Across the Pacific, cultural beliefs and values may be expressed through rituals, performance and what is worn, temporarily or permanently, on the body.1 Body adornment encompasses a diverse range of objects, from scarification and tatau (tattoo) to complex headdresses and necklaces. It can be used to decorate the body, to communicate information about the wearer and to symbolise status, wealth or identity for particular individuals or on specific occasions.

Dear Culture Vulture is part of a series of the same name that addresses the scholarship of Māori and Pacific art by non-indigenous art historians. The series uses adornment as a communicative medium to respond to the critical value placed on the appropriation of cultural motifs. Each artwork reinterprets specific forms of adornment, including breastplates, which project a sense of protection and security, and garlands, which are gifted and worn at celebrations.2 In this case, a reworked garland of bloody red skulls delivers a powerful warning.
The artists consider Dear Culture Vulture an open letter:

[addressing] art historians who say Māori and Pacific cultural art forms are primitive, then call the same art forms sophisticated when Pākehā artists reproduce them: I see you. Stop it. This is a plastic pre-apocalyptic warning sign to Māori and Oceanic artists: Beware, _______, and _______, and _______, and _______. (Each skull is named after a particular art historian.) Dear Culture Vulture, this is a shark in your university office aquarium.
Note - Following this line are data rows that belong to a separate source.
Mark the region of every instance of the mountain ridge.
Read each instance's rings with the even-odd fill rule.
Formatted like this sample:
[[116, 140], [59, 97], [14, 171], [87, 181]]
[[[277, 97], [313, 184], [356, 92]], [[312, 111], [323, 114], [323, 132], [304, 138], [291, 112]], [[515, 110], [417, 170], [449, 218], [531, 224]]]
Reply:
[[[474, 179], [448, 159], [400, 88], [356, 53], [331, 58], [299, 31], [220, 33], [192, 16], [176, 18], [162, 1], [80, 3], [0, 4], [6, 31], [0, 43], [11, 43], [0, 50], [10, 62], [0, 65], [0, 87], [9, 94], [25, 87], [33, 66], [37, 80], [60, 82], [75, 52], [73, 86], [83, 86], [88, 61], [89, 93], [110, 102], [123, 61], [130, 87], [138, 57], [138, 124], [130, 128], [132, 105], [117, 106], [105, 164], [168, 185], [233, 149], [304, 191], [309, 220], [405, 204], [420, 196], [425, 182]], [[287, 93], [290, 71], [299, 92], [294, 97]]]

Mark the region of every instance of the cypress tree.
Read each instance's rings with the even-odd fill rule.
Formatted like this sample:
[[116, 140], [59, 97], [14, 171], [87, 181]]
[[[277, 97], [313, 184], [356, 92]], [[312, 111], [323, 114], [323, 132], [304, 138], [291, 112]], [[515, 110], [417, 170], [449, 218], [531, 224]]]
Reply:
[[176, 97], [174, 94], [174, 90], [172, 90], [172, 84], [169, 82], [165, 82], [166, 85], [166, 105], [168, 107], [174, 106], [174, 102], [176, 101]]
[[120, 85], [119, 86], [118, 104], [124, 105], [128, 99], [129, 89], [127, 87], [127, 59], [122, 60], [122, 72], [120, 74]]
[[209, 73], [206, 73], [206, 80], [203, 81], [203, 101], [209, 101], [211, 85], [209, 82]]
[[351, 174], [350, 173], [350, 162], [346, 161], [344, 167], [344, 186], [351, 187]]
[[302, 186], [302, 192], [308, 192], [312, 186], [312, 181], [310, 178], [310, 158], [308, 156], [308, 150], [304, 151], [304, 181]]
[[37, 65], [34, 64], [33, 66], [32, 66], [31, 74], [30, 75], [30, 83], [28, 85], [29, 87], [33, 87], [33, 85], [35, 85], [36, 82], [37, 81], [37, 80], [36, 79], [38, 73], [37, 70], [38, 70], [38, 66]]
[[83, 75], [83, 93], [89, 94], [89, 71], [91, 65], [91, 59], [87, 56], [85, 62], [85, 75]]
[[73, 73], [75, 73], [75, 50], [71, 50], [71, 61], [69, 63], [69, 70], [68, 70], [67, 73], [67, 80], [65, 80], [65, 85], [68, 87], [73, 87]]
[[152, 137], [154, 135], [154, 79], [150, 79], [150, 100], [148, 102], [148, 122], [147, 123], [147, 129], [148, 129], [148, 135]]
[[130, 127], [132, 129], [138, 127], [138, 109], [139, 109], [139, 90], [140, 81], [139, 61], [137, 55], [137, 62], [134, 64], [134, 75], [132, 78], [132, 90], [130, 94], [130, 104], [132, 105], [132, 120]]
As well as speaking pointedly to unnamed art historians, the artwork also addresses the general legacy of terms such as ‘primitivism’ which have historically been used to separate the supposed ‘high’ art of the West from non-Western art forms.3 As the artists imply, the use of terms like these has also encouraged acts of cultural appropriation by non-indigenous artists.

Nina Tonga

1 Pandora Fulimalo Pereira, ‘Identities adorned’, in Pandora Fulimalo Pereira and Sean Mallon (eds), Pacific art Niu Sila: The Pacific dimension of contemporary New Zealand arts, Te Papa Press, Wellington, 2004, p. 39.

2 Luisa Tora, ‘Te Moana a nui a Kiwa: A sōlevu’, Garland, https://garlandmag.com/article/te-moana-nui-a-kiwa/#molly (accessed 19 January 2018).

3 Lucy Lippard, Mixed blessings: New art in a multicultural America, New York Press, New York, 1990, pp. 24–5.